Из происходящего у соседей они извлекли правильный урок и запустили демократизацию сами, не дожидаясь пока прижмёт. В результата им удалось заключить с оппозицией соглашение и добиться приемлемых для себя условий — чисток не было, а тоталитарное прошлое было просто предано забвению — без ревизии и поиска виновных.
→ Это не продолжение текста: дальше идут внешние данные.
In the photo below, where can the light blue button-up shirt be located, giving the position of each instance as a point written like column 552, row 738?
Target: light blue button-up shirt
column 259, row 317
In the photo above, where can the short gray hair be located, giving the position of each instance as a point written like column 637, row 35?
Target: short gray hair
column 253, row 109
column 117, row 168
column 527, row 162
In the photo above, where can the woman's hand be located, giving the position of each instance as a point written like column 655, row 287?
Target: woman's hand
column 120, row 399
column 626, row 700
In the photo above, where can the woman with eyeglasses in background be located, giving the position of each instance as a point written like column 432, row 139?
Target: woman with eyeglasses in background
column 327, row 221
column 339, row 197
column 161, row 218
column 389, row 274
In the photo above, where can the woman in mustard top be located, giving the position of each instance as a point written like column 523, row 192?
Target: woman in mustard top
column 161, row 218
Очень важным фактором стало то, что франкистам до последнего удавалось сохранить лояльность армии. В этом смысле режим представлял из себя серьёзную силу и игнорировать переговоры с ним оппозиция не могла. В Португалии же разговаривать с уходящим правительством оппозиции было незачем, поскольку военные первыми от него отвернулись. Причина различий заключалась именно в адекватности — Франко хватило ума спокойно уйти из требовавших независимости африканских колоний и ни в какие новые авантюры не влезать, в то время как его португальские коллеги вели с ангольскими, мозамбикскими и гвинейскими партизанами затяжные войны. Именно недовольство ими и привело военных к пониманию того, что режим безнадёжен.
Немаловажным отличием стало то, что португальская оппозиция, возглавляемая коммунистами, была настроена очень радикально, в то время как их испанские коллеги являлись сторонниками умеренного «еврокоммунизма» и делали ставку не на восстание, а на мирный переход к демократии. В этом смысле компартия Португалии послужила сильным раздражающим фактором для правых консерваторов и смогла мобилизовать тех на попытку контрпутча, в то время как коммунисты Испании не так сильно пугали своих противников и не являлись для последних столь мощным консолидирующим фактором.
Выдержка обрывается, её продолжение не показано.